Glavine is the only pitcher left from the Big Three, but he’s also coming off season-ending surgery and who knows if he’ll throw another pitch? The 42-year-old left-hander has said he’ll either re-sign with the Braves or retire.
General manager Frank Wren set his sights high at the start of the offseason, but he’s missed the bull’s-eye on every target.
A proposed trade for San Diego ace Jake Peavy fell through. Free-agent pitcher A.J. Burnett spurned the Braves to sign with the free-spending New York Yankees. Wren thought he had a deal with former Braves shortstop Rafael Furcal, but he wound up re-signing with the Dodgers amid allegations that his agent merely used Atlanta’s offer as leverage to get a better deal in Los Angeles.
In their only major move since the end of the season, the Braves acquired right-hander Javier Vazquez from the White Sox for a package of minor leaguers. But he struggled down the stretch last year, finishing 12-16 with a 4.67 ERA, and Chicago manager Ozzie Guillen complained that he wasn’t a big-game pitcher.
As Smoltz finalized his deal with the Red Sox, the Braves turned their attention to free-agent pitcher Derek Lowe, who met with the team on Thursday at Turner Field. He went 14-11 with a 3.24 ERA in 34 starts for the Dodgers, but drew little attention from Atlanta until everything else fell through.
The NL East rival Mets also are interested in Lowe, having offered him about $36 million over three years. The way things are going for the Braves, they can hardly feel optimistic about landing the latest player on their radar screen.
Wren was tied up in meetings with Lowe and could not immediately be reached for comment. But the second-year GM, who took over for John Schuerholz, will surely come under fire for failing to lure Smoltz back for his 22nd season with the Braves.
Smoltz released a statement through his agent saying he felt compelled to look elsewhere after hearing Atlanta’s proposal, for less than half the guaranteed money offered by the Red Sox, with incentives that would have been much tougher to earn.
"I was going to withhold comment until the announcement of my signing with a new team, but I now feel the need to clear up any misconceptions and inaccuracies about the contract negotiations between myself and the Atlanta Braves," Smoltz said. "There were large discrepancies between the offer from the Braves and offers from other teams."
Longtime teammate Chipper Jones was clearly upset about what he perceived as Atlanta’s halfhearted attempt to keep the only pitcher in baseball history with 200 wins and 150 saves.
"I am disappointed. Very disappointed. Deflated.
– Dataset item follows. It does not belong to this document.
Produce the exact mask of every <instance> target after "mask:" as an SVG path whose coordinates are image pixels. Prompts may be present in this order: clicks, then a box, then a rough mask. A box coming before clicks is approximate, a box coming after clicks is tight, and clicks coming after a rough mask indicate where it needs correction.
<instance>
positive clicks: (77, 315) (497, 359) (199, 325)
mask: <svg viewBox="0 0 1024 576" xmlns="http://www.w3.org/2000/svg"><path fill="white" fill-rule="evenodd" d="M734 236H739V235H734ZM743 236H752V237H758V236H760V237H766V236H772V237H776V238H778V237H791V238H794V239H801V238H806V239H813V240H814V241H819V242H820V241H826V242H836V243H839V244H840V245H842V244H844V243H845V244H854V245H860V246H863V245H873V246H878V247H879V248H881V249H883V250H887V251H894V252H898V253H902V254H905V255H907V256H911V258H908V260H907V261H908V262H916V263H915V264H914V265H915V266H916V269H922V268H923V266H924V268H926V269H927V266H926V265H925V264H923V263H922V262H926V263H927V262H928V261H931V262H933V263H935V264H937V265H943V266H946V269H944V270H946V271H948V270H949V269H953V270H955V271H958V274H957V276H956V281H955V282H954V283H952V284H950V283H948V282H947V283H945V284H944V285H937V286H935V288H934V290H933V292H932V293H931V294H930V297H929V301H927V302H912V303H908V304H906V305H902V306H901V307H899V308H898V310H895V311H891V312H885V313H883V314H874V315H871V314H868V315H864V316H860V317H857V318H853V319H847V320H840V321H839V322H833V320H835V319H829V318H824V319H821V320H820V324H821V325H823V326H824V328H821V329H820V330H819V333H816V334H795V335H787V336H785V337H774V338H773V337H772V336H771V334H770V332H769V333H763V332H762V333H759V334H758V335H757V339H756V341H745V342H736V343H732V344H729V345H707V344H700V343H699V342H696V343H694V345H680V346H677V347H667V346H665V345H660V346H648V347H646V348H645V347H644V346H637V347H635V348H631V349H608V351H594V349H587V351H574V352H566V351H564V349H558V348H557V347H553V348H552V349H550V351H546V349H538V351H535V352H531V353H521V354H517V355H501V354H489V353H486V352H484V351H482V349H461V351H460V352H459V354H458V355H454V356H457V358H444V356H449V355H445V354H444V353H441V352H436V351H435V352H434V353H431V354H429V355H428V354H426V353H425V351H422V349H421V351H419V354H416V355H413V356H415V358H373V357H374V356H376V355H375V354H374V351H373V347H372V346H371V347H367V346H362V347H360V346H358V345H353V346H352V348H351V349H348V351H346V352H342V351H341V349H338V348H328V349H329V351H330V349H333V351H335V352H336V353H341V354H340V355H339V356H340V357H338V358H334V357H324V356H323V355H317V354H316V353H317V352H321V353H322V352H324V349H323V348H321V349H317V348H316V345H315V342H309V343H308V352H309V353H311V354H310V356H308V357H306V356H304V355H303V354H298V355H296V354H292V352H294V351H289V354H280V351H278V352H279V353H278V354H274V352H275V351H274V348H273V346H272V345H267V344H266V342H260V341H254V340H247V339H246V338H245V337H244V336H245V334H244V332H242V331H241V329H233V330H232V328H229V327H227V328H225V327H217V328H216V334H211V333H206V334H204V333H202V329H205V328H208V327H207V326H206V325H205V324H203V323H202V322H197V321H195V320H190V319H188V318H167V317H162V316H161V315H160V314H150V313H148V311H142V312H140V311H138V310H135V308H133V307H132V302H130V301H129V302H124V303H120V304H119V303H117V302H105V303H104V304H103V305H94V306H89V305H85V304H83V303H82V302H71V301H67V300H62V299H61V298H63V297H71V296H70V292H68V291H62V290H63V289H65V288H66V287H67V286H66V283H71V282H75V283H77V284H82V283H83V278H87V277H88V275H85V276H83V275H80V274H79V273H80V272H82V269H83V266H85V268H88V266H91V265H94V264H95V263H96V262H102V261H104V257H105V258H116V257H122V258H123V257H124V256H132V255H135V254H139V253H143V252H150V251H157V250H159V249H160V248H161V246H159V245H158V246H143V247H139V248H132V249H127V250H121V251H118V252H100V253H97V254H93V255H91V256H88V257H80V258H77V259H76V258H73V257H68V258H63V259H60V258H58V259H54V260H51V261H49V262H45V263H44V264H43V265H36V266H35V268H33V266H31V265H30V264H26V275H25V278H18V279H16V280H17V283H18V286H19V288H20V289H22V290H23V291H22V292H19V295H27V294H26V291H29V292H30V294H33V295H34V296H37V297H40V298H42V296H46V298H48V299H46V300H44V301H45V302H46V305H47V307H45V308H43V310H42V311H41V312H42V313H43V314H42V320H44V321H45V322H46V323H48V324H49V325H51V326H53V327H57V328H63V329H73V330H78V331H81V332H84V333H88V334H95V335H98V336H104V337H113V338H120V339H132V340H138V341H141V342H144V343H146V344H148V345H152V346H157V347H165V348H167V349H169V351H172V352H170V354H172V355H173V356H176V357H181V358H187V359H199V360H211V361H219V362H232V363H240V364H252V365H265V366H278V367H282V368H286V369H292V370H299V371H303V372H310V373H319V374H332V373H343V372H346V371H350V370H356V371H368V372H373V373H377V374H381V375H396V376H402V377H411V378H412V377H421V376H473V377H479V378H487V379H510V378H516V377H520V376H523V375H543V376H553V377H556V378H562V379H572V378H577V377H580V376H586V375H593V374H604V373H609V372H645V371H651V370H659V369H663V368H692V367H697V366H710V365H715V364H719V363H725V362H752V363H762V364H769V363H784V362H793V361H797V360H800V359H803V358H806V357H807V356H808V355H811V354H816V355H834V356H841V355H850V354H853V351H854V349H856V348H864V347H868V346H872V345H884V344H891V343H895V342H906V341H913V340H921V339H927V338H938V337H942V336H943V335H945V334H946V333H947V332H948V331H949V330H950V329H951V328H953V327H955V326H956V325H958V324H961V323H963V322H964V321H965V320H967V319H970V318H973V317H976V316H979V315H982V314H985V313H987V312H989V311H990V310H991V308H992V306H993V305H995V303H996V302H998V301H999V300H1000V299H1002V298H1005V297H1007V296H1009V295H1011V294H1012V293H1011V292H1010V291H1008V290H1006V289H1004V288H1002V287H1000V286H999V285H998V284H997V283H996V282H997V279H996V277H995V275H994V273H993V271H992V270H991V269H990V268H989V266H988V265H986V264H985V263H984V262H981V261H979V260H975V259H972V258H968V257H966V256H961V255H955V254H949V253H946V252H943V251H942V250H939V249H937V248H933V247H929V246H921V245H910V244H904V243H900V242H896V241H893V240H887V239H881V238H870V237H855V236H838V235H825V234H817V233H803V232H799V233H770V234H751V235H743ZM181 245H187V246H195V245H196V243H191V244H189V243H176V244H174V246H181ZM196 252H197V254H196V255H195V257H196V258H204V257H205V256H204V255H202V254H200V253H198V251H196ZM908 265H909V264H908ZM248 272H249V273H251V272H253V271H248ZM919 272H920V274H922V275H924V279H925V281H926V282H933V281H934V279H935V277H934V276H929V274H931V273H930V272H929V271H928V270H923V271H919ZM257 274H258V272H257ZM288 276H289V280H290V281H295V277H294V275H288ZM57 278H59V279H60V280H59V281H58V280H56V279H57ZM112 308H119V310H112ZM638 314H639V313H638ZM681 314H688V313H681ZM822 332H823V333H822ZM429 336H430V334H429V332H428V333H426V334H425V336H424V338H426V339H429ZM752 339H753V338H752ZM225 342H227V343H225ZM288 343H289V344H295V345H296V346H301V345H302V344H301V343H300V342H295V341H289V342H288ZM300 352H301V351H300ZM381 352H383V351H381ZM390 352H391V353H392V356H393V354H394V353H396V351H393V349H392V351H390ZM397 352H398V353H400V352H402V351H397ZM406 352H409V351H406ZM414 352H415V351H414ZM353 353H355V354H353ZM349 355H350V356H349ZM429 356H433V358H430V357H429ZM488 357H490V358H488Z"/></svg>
Frustrated," the third baseman told The Atlanta Journal-Constitution. "It’s been a very long offseason, not a lot of stuff to really get excited about, and then to have this it just is the icing on the cake for me."
Smoltz stated numerous times that he wanted to spent his entire career in Atlanta. Instead, he’s off to a team that lost to Tampa Bay in the AL championship series and envisions the winningest pitcher in postseason history eventually joining a rotation that already includes Daisuke Matsuzaka (18-3), Jon Lester (16-6) and Josh Beckett (12-10).
"I have always loved the city of Atlanta, and it will always be my home," Smoltz said. "I will cherish my 21 years with (manager) Bobby Cox and all my Braves’ teammates. I continue to wish the Atlanta Braves nothing but success in the future."
There’s nowhere to go but up after this offseason.